Menschen in Kleidung beim Fußballspielen auf einem Feld mit einem Zaun und einem Tor in der Mitte, einem Pfosten und einem Fußball oben links und Bäumen und Gebäuden im Hintergrund.

Gladbachs neue Sturm-Waffe: Tabaković und Kleindienst als Traum-Doppelspitze?

Borussia Mönchengladbach könnte bald mit einer Doppelspitze auflaufen – mit Haris Tabaković und Tim Kleindienst als Sturmduo. Die Spekulationen nehmen zu, nachdem beide Angreifer in den letzten Spielen überzeugt haben: Beide bringen körperliche Präsenz und eine kämpferische Einstellung mit. Die beiden sind nicht nur sportlich eine starke Einheit, sondern mit jeweils 1,94 Metern auch eine imposante physische Doppelspitze.

Tabaković nutzte Kleindiensts Abwesenheit, um sich in den Vordergrund zu spielen, und traf in den letzten acht Bundesliga-Partien siebenmal. In dieser Saison gelang ihm insgesamt achtmal der Treffer – eine Leistung, die dem Team half, sich von der Tabellenuntergrenze auf Platz 12 zu arbeiten.

Mannschaftskapitän Kleindienst, mit 16 Toren bester Torschütze der letzten Spielzeit, drängt nun auf seine Rückkehr in die Startelf. Der interne Wettbewerb zwischen den beiden wirft die Frage auf, ob sie künftig gemeinsam als Sturmduo agieren könnten. Tabaković hat bereits signalisiert, dass er sich eine Partnerschaft mit Kleindienst in einer Zweierkette vorstellen kann.

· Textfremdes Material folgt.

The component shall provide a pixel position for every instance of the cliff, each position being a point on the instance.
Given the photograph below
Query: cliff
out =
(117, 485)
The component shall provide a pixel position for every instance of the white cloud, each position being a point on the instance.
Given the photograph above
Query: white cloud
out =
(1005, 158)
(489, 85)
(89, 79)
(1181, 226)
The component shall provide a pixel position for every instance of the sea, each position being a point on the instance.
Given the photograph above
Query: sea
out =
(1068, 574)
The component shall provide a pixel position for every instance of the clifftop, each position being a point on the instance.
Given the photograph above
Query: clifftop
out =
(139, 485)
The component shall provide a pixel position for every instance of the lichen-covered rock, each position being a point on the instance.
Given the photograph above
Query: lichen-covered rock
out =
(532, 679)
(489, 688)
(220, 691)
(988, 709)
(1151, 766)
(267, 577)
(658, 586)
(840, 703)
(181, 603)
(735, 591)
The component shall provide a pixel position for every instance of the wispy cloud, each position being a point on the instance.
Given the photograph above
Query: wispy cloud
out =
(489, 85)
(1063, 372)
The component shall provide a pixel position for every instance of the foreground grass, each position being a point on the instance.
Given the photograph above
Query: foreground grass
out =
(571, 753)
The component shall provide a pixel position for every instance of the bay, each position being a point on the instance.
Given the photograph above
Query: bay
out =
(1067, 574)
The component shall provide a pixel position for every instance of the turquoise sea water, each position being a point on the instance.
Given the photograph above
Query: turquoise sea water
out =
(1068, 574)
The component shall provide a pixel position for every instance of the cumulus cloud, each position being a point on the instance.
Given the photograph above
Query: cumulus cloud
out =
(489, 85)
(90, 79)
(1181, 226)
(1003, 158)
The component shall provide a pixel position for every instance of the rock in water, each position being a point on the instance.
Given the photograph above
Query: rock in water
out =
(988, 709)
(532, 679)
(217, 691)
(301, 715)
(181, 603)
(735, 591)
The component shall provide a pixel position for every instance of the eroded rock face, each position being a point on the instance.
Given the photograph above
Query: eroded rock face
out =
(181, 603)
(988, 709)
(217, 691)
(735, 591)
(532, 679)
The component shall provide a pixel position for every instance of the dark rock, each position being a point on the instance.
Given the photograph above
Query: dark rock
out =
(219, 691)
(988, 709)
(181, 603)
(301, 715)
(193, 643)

Trainer Eugen Polanski bestätigte, dass Gladbach durchaus mit zwei Stürmern spielen könne – abhängig vom Gegner und der Spielsituation. Er betonte jedoch, dass die Entscheidung zwischen offensiver Schlagkraft und defensiver Stabilität abgewogen werden müsse. Das kommende Spiel gegen RB Leipzig könnte zeigen, ob Polanski das neue System erprobt.

Die mögliche Umstellung auf eine Doppelspitze kommt zu einem Zeitpunkt, an dem beide Angreifer ihre Klasse unter Beweis stellen. Tabakovićs aktuelle Form und Kleindiensts Erfahrung geben Polanski flexible Optionen im Angriff. Wie sich das System gegen Leipzig bewährt, könnte die taktische Ausrichtung Gladbachs für den Rest der Saison prägen.